Best of the Best competitors, prior winners of IPEC’s Pizza Maker of the Year, start with a “secret ingredient” basket. This year it contained pork belly, red onion, and a pineapple. Carlucci’s entry won with a red sauce base topped with seared pork, caramelized pineapple, red onion, and hand-pulled mozzarella.

In the same competition, Camryn Suggs, Valentina’s general manager, won Best Non-Traditional Pizza in the Southeast with a take on steak au poivre—mushrooms, red wine, and filet mignon, topped with micro greens, compound butter and balsamic vinegar glaze.

“She barely missed it,” Carlucci says of the category’s best-in-the-nation award, in which Suggs placed fifth. “Next year she’s going to clean house.”
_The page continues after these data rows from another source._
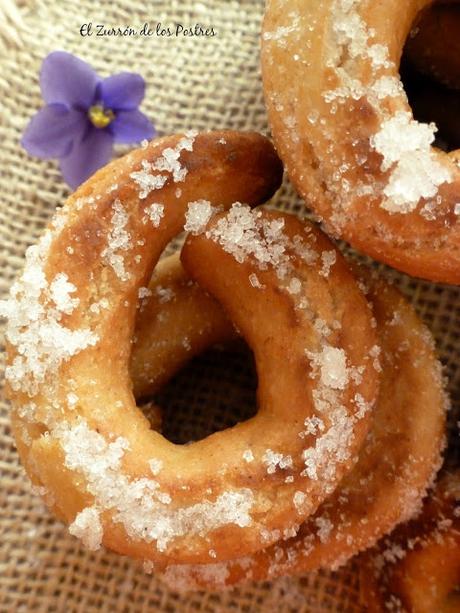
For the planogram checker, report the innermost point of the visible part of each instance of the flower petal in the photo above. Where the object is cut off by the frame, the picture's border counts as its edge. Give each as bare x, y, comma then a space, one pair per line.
67, 79
123, 91
52, 130
131, 127
87, 156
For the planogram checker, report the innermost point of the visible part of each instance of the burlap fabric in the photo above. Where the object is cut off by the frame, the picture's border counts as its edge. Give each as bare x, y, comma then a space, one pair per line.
192, 83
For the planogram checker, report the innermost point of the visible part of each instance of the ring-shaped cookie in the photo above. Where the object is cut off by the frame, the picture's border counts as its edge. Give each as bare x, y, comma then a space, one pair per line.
395, 465
71, 317
343, 127
417, 569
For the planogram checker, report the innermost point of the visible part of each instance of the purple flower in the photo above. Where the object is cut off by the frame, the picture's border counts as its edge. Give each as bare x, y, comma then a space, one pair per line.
84, 116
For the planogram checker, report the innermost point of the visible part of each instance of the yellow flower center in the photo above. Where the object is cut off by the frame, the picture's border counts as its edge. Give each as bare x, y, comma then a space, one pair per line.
99, 116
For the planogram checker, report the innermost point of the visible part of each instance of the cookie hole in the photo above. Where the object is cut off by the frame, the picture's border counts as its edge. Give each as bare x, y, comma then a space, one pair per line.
431, 81
214, 391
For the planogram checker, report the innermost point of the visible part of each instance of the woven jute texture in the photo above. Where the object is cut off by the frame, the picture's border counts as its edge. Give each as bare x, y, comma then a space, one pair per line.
198, 83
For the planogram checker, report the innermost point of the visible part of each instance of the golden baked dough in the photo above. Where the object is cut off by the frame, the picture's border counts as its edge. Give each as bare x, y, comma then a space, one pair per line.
71, 315
345, 131
417, 569
84, 443
394, 468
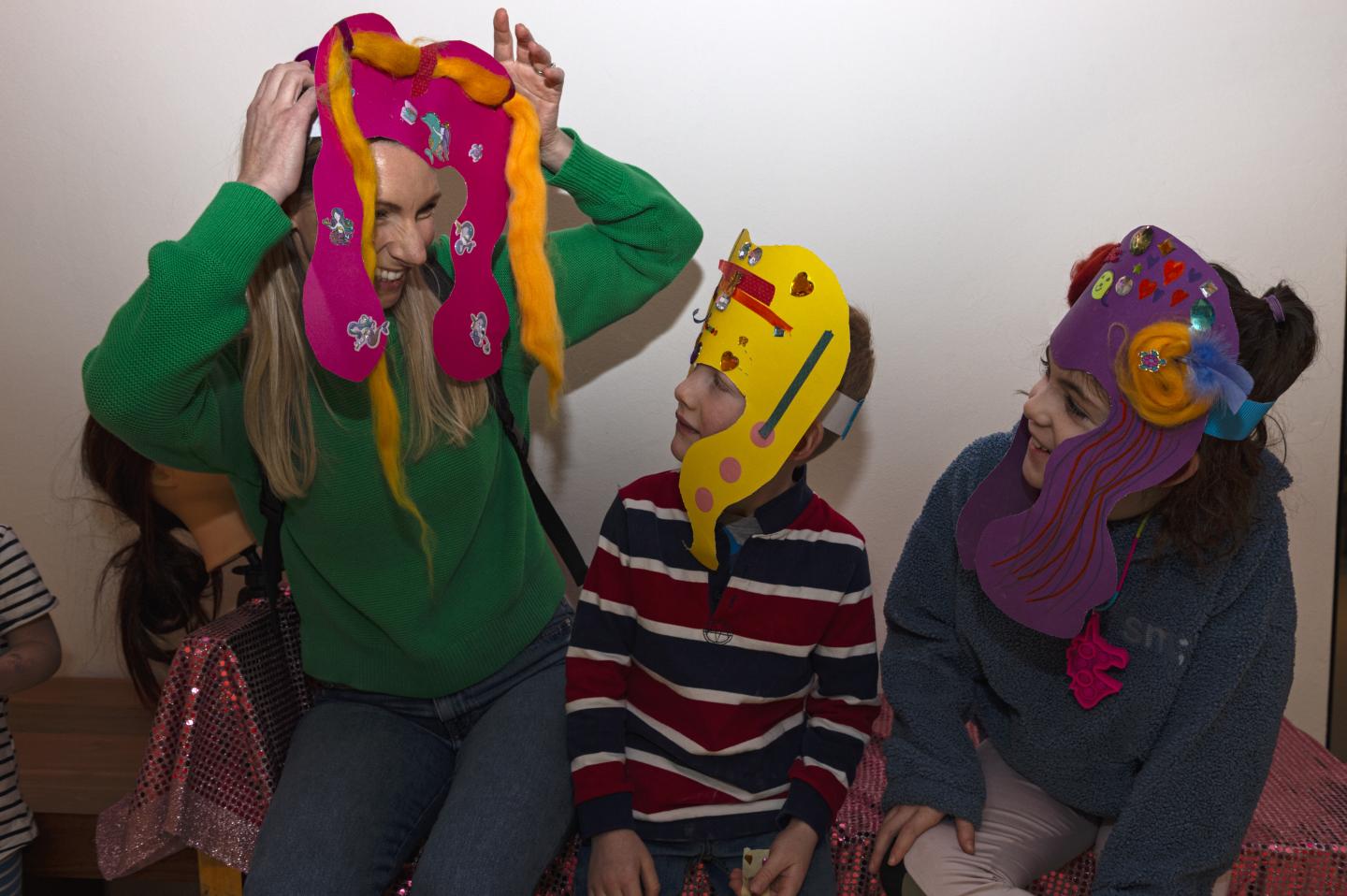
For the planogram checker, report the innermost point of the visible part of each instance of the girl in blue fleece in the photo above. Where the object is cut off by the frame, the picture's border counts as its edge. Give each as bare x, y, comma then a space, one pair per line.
1106, 592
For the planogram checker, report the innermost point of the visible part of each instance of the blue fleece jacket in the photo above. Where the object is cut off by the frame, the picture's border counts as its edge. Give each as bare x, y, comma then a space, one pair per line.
1178, 759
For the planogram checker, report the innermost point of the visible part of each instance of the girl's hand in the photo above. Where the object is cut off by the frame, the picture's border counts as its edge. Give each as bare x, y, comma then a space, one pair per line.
620, 865
902, 828
529, 66
784, 869
278, 130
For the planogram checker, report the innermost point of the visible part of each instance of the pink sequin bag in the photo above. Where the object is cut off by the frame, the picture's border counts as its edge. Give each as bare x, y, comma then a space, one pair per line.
229, 705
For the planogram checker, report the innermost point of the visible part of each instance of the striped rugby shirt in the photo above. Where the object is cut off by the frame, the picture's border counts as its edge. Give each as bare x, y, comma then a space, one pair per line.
682, 737
23, 599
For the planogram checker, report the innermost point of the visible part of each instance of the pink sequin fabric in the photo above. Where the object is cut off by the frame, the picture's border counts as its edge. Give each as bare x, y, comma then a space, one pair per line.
230, 701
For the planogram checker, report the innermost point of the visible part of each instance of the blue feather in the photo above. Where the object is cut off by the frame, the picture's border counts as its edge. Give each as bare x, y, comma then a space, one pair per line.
1214, 372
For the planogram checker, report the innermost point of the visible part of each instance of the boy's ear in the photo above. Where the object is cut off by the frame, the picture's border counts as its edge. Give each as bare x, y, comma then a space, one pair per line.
808, 443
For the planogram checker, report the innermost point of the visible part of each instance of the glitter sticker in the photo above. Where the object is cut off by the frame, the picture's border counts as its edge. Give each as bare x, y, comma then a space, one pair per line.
367, 332
465, 232
1151, 361
340, 228
438, 147
477, 324
1203, 315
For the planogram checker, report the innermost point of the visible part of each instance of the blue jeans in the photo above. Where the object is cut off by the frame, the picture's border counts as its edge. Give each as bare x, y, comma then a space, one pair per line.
481, 776
674, 861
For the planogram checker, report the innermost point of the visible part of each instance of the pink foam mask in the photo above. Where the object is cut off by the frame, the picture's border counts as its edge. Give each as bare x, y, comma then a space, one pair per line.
435, 119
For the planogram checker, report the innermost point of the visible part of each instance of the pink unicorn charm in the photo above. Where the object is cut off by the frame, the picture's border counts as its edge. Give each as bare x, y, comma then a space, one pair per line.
1087, 658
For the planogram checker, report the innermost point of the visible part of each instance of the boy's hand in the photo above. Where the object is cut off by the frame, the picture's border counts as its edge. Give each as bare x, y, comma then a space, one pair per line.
784, 871
902, 828
620, 865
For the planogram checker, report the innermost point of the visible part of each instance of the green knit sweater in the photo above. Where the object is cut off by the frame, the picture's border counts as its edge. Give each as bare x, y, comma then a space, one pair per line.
167, 380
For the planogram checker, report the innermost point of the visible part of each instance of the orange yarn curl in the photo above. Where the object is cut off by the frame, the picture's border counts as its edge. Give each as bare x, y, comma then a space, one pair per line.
1160, 397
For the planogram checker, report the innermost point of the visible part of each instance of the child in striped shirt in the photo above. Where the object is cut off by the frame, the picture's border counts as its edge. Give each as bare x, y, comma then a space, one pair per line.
30, 654
721, 703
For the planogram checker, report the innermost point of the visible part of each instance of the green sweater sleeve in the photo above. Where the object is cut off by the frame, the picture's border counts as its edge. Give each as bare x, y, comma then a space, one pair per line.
639, 238
162, 379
Each competition win and media exposure has led to a surge in customers and the distances they travel, Carlucci says. “Pizza has this cult following. We’ve had people drive from Nashville, Knoxville, Atlanta just because they heard it was the best.”
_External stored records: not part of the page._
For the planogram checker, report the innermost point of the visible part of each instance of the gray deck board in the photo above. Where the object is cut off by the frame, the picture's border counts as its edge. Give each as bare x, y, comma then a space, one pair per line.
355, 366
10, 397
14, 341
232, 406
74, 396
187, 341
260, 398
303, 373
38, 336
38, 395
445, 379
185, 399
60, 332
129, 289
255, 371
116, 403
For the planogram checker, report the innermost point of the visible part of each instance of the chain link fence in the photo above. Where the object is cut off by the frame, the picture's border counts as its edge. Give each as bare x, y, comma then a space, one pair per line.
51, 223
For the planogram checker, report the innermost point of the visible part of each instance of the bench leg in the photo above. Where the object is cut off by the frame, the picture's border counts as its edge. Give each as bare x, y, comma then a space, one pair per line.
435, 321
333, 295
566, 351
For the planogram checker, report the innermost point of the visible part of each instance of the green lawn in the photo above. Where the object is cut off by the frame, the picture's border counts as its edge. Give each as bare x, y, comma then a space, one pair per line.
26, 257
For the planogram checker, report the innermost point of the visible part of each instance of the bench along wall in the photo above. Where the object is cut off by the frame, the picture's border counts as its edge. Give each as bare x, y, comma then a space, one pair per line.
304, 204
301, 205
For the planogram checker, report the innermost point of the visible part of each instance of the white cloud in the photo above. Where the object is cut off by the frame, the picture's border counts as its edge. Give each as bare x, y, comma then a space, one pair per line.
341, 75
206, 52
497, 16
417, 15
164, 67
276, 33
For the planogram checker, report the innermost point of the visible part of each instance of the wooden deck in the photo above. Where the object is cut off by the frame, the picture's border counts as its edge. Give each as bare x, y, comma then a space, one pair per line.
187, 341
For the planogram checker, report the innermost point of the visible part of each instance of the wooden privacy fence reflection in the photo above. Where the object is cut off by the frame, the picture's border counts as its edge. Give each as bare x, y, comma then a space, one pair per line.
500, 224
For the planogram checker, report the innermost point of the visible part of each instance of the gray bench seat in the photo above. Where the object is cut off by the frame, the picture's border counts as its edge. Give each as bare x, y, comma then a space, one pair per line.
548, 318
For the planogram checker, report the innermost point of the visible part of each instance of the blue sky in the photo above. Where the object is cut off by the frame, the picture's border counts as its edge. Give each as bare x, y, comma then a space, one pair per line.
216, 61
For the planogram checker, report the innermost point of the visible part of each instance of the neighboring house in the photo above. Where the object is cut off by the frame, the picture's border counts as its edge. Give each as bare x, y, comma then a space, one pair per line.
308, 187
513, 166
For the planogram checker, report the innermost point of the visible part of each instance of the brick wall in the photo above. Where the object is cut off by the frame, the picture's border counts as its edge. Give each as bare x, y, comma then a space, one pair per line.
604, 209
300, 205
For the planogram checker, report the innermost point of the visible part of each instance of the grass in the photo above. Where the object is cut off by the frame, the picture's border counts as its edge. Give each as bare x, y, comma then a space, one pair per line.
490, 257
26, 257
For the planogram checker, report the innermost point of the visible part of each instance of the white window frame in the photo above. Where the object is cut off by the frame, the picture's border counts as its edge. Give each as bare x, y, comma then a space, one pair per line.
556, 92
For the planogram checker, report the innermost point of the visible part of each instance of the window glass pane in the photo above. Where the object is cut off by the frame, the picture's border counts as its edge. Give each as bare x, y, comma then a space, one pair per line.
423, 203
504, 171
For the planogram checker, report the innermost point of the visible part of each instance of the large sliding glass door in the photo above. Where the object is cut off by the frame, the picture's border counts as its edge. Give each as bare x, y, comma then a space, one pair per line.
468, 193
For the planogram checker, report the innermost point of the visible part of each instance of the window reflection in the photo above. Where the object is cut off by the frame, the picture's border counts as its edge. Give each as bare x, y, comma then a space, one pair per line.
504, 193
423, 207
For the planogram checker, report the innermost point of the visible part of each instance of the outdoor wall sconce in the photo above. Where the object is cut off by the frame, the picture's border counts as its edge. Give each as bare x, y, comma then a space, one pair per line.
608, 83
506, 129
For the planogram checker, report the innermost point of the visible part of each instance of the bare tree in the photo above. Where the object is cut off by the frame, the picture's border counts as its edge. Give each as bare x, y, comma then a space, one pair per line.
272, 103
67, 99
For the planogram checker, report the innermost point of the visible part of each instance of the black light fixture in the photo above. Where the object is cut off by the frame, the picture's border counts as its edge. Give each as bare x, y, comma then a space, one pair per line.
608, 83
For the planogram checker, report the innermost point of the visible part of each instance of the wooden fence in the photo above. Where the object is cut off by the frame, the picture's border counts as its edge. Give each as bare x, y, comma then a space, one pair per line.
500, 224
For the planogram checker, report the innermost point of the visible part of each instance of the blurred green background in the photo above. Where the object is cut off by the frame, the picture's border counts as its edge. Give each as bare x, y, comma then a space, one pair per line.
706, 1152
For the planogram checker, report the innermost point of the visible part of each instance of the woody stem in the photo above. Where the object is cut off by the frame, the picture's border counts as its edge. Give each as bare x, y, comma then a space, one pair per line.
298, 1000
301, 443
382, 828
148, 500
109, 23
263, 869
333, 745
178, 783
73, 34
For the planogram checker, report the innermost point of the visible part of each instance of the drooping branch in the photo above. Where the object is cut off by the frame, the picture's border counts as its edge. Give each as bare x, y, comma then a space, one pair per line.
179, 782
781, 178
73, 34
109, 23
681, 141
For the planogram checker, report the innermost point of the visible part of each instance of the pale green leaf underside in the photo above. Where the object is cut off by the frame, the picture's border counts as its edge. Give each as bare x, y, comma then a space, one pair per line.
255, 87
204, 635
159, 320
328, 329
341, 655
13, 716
Valentina’s inclusion on the Top 50 Pizza list in June, for which restaurants are evaluated incognito, was a pleasant surprise.

“You don’t know when they’re coming,” Carlucci says. “You don’t even know if you’ve been nominated, and you have to be nominated for the list to even be on their radar.”

Despite the publicity and plaudits, Carlucci has no plan now to open multiple locations of Valentina’s.

“Bigger is not always better,” the pizza man says. “I would rather have one that just rocks the South, as opposed to having two or three and diminish my daughter’s legacy. Because she’s going to take it over one day.”

 

Valentina’s Pizzeria and Wine Bar is located at 25783 Huntsville-Brownsferry Road. 

Open Tuesday-Thursday, 4 p.m.-8 p.m.; Friday 4p.m.-9 p.m.; and Saturday noon-9 p.m.